童話戦記

太陽 てら

1.幕開け

プロローグ

1-0.それは些細な言い合いで

 童話――

 それは、子供向けの民話、伝説、寓話ぐうわ、創作された物語。


 そんな童話には、世界を代表する二つの童話が存在する。

 グリム童話とアンデルセン童話。


 次男ヤーコプと三男ヴィルヘルムのグリム兄弟と、ハンス・クリスチャン・アンデルセンによって生み出された二つの童話は、瞬く間に世界中を駆け巡り、多くの子供たちの教育や道徳心を培うために今もなお、読まれ続けている。



 ▽


 ――世界を代表する童話作家がこの世を去り、幾万年の月日が流れただろうか。


 笑い声の響き渡るこの場所で、昔懐かしい顔触れが集まり、昔話に花を咲かせていた。


「いやいや懐かしいですねぇ。あの時、ヤーコプとヴィルヘルムが私を尋ねに来てくれた時は本当に嬉しかったんですよ」


 ハンス・クリスチャン・アンデルセン。アンデルセン童話を手掛けた童話作家であり、詩人の男性。
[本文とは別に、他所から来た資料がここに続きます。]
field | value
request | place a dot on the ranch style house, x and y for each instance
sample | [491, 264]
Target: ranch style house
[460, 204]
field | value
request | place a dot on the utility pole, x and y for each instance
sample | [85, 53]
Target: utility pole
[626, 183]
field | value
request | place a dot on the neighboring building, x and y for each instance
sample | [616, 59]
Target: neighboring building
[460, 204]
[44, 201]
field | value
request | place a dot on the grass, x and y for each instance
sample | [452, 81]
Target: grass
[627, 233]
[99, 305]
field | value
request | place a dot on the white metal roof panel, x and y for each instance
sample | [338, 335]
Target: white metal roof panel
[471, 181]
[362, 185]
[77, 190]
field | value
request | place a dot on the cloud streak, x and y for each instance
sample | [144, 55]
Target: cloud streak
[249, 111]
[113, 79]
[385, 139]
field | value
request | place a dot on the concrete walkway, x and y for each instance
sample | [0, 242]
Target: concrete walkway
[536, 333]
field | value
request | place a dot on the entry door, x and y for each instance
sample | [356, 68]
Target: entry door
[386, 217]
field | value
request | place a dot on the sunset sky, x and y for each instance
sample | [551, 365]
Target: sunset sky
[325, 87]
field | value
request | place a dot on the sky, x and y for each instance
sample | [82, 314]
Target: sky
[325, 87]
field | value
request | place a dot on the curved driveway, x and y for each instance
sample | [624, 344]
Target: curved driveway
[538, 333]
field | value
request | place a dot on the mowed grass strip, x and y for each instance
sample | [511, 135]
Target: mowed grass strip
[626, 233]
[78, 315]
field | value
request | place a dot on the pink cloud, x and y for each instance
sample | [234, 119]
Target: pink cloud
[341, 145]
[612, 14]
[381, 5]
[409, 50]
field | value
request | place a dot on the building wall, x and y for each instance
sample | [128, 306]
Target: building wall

 七〇歳の時に肺癌で亡くなってしまったのだが、今この場にいるアンデルセンは三〇代の若さを保ち、知的に高い雰囲気を併せ持っている。生まれつき色素の薄いアンデルセンの肩まで伸びた髪の色やまつ毛は、薄っすらと金色に輝いている。

 それにうまくマッチングした教会の神父が召している祭服さいふくに身を包み、何やら分厚い本を目の前に置き、談笑に夢中となっている。


「いやぁ、まさかせっかく僕らの家を訪ねてくれたのがアンデルセンだとは思わなかったからな。あの時は大変失礼な態度をしてしまったと今でも反省している」


 グリム兄弟、次男ヤーコプ。グリム童話を手掛けた兄弟のひとり。ベルリンで七八歳の頃亡くなっているが、今の見た目はアンデルセンと同じく三〇代。嵯峨鼠さがねずの髪は腰まで長く、耳の後ろでひとまとめに結んでいる。一六五センチの男性の平均身長よりも低く中性的な顔立ちで、女性のようなしなやかさをもっている。

 すべてを包み込んでしまいそうなほど真っ黒なパンツスーツを着て、足を組んでワインの味を堪能している。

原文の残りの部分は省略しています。